Un título del Valencia o el Andorra en la Eurocup dejaría al Unicaja sin la opción de alcanzar la Euroliga puede que en tres semanas, por lo que el desastre ya sería mayúsculo. El gran problema del conjunto malagueño –no ahora, sino desde que disputó sus primeros encuentros de pretemporada– ha sido la defensa; el mismo que lo llevó a decepcionar en la Copa y a estrellarse en la Eurocup, donde ha encajado una media de 90 puntos en los tres duelos contra el Alba.

Esta situación no es nueva. Ya en la pretemporada y después de los primeros encuentros de Liga, Casimiro justificó esta situación por el elevado número de posesiones que utilizaba su equipo en cada partido y que, por lógica, también permitía al rival anotar más de lo habitual. Como los resultados, al menos en la Liga, eran buenos y no había lesionados, el rendimiento del equipo no se resintió. De hecho, se mantuvo invicto en casa hasta el duelo contra el Baskonia del 23 de diciembre, ya sin Díaz ni Suárez. Conviene apuntar también que el cuadro vasco jugó aquel día sin Shengelia, Granger y Garino. Fue un momento clave de la temporada.

El club reemplazó a Díaz por Boatright, pero no contaba con que Suárez volviese a recaer. Traer un recambio habría obligado a cortar a un jugador, pero no se contempló esta posibilidad, pese a que, por ejemplo, Okouo nunca ha contado para Casimiro o que Wiltjer ya estaba en el disparadero por sus problemas atrás.

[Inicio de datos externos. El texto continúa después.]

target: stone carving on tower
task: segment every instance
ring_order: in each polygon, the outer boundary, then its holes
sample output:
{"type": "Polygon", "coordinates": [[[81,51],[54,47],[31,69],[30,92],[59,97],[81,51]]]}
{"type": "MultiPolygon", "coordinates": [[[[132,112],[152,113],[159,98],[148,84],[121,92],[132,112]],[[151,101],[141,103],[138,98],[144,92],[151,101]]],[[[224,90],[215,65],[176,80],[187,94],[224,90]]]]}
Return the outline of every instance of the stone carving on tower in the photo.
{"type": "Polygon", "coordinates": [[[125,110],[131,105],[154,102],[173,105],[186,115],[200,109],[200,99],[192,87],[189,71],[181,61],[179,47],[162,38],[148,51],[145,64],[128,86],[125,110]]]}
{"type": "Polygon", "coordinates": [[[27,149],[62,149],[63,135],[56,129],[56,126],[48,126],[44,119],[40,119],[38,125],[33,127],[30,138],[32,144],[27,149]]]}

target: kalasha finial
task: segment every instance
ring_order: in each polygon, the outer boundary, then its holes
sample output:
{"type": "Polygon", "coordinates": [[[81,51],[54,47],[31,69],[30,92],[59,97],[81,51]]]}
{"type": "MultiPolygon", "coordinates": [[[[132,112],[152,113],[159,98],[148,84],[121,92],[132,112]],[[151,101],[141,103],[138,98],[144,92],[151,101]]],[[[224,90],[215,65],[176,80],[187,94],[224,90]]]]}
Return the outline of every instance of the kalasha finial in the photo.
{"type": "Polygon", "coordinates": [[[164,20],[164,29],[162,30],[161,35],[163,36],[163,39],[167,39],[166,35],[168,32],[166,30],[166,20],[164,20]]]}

El equipo perdía los pilares de sus frágiles cimientos defensivos y a partir de entonces se acentuaron las dudas y la irregularidad. Llegaron triunfos sonados ante el Madrid y partidos nefastos como ante el Estrella Roja (105-89) o el Tenerife en la Copa (88-78), donde se evidenció una evidente falta de capacidad competitiva, además del ridículo mayúsculo de Vitoria de hace una semana (112-95).

Sin soluciones

Como se puede comprobar, desde que comenzó la deriva hasta la fecha, va un periodo de tiempo considerable, casi dos meses y medio, en los que Casimiro, su cuerpo técnico y los responsables del club, con las herramientas que manejan, han logrado reconducir la trayectoria del equipo. El entrenador, que en un momento se molestó por las constantes alusiones al pobre nivel de la defensa de su equipo, terminó reconociendo que había un problema. Llegados a este punto, solucionarlo no era ni es fácil, pues todavía quedan tres meses de temporada. Hay jugadores con una falta total de confianza en lo que hacen, las lesiones tampoco han ayudado y también puede ser una cuestión de mentalidad del grupo e incluso del propio diseño de la plantilla. Roberts, ahora Boatright, Waczynski, Wiltjer, Shermadini e incluso Lessort, muy físico, pero con lagunas de concentración importantes a pesar de su enorme mejoría, tienen la defensa entre sus genes. Con este panorama, la importancia de Alberto Díaz y Suárez ha aumentado, porque ellos daban el equilibrio.

Ahora surge la duda de cómo reaccionará el Unicaja en lo que queda de temporada. ¿Habrá algún giro táctico? ¿Se reducirá la rotación para hacer al equipo más compacto? ¿Cómo responderá a nivel mental una plantilla muy tocada? Las respuestas, a partir de mañana ante el Gran Canaria. La primera prueba.